MicroCluster with the deleting operation first was not able to properly aggregate the biclusters, keeping more than 800 biclusters when \(\eta = 0.15\). This behavior is the opposite of what happened with the artificial datasets. There, when the deleting operation came first the results were more effective. Here when the merging operation came first, the aggregation was able to reach 13 to 27 biclusters, depending on the \(\gamma \) parameter. As on the artificial datasets the best parameters were \(\eta = \gamma = 0.15\), for the comparison we will use this parameterization with the merging operation occurring first, that gives us 13 biclusters. For the triclustering algorithm we set \(k = 4\), using insider information from the aggregation by overlapping. Table 2 shows the comparison of difference in coverage (see Eq. 3) between the aggregated solutions with the enumerated solution from RIn-Close. We can see that the triclustering algorithm produces the most distinct solution when compared with the enumerated solution obtained with RIn-Close, exhibiting \(\approx 61.33\,\%\) of difference in coverage. The solutions from the aggregation by overlapping and with single linkage are relatively close to each other, as on the artificial datasets, showing a difference in coverage of \(\approx 12.50\,\%\). At the end, the closest solution to the RIn-Close results was the aggregation by overlapping, with a difference in coverage of \(9.1\,\%\). If we consider that this solution reduced the quantity of biclusters from 8.676 to 4 biclusters, the difference in coverage of only \(9.1\,\%\) seems very promising.

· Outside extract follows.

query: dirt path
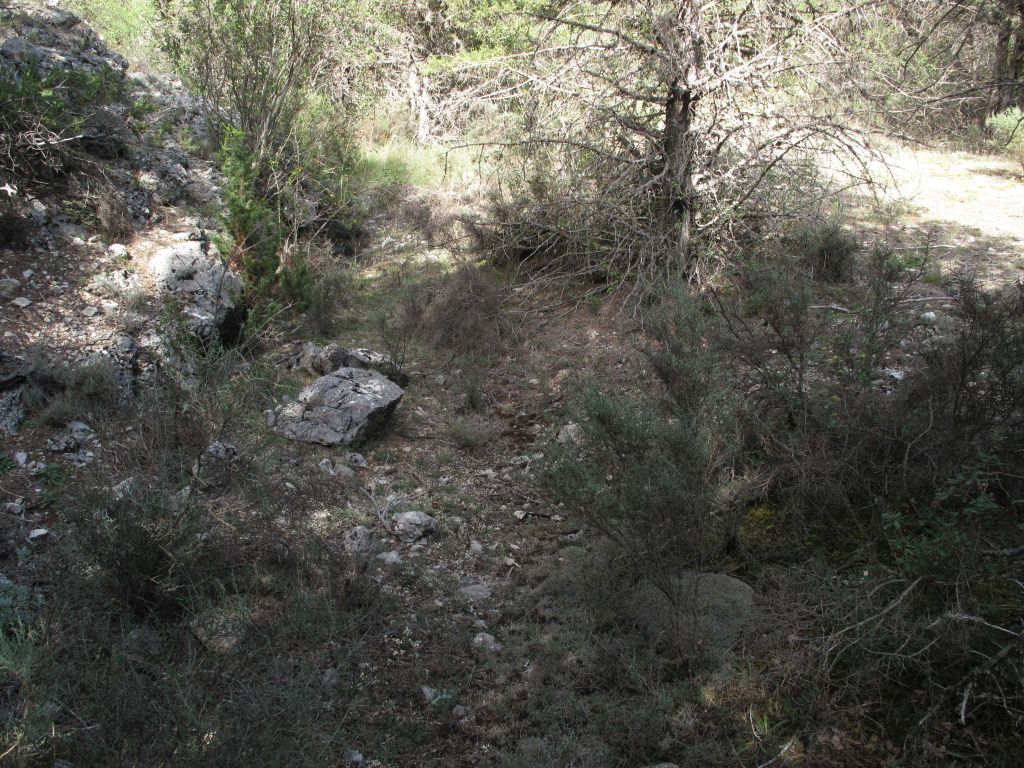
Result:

Table 2. Difference in coverage of the solutions with the enumeration on FOOD dataset.

6 Considering Remarks and Future Work

We have compared the performance of our proposals against the most similar proposal in the literature, using artificial and real datasets. The artificial datasets were characterized by a controlled structure of biclusters and were useful to show that the aggregation can severely reduce the quantity of biclusters, while increasing the quality of the final solution. Our proposals outperformed the compared algorithms on the first two artificial datasets, and showed to be more robust to noise on the third artificial dataset.

We also verified if the aggregation could get enriched biclusters in the case of a gene expression dataset. For different values of \(\epsilon \) on the RIn-Close algorithm, we could see that the different methods of aggregation reached very similar results. The main challenge of the aggregation with single linkage is to decide where to cut the dendrogram, but as we could see, this task was straightforward on the tested datasets. Except for the triclustering, all aggregations returned only enriched biclusters. And finally, we applied the aggregation methods to the FOOD dataset and analyzed how the aggregation changed the coverage area when compared to the enumeration without aggregation. Triclustering led to the most distinct result, and the aggregation by overlapping covered an area very similar to the area covered by the enumeration.

We can conclude that the aggregation is strongly recommended when enumerating all biclusters from a dataset. The aggregation will not only significantly reduce the quantity of biclusters, but will also reduce the fragmentation and increase the quality of the final result. A post-processing step for outlier removal brings additional robustness to the methodology. As a further step of the research, we can adapt our proposals to work on an ensemble configuration. We can also extend this work to deal with time series biclusters, which require contiguous attributes.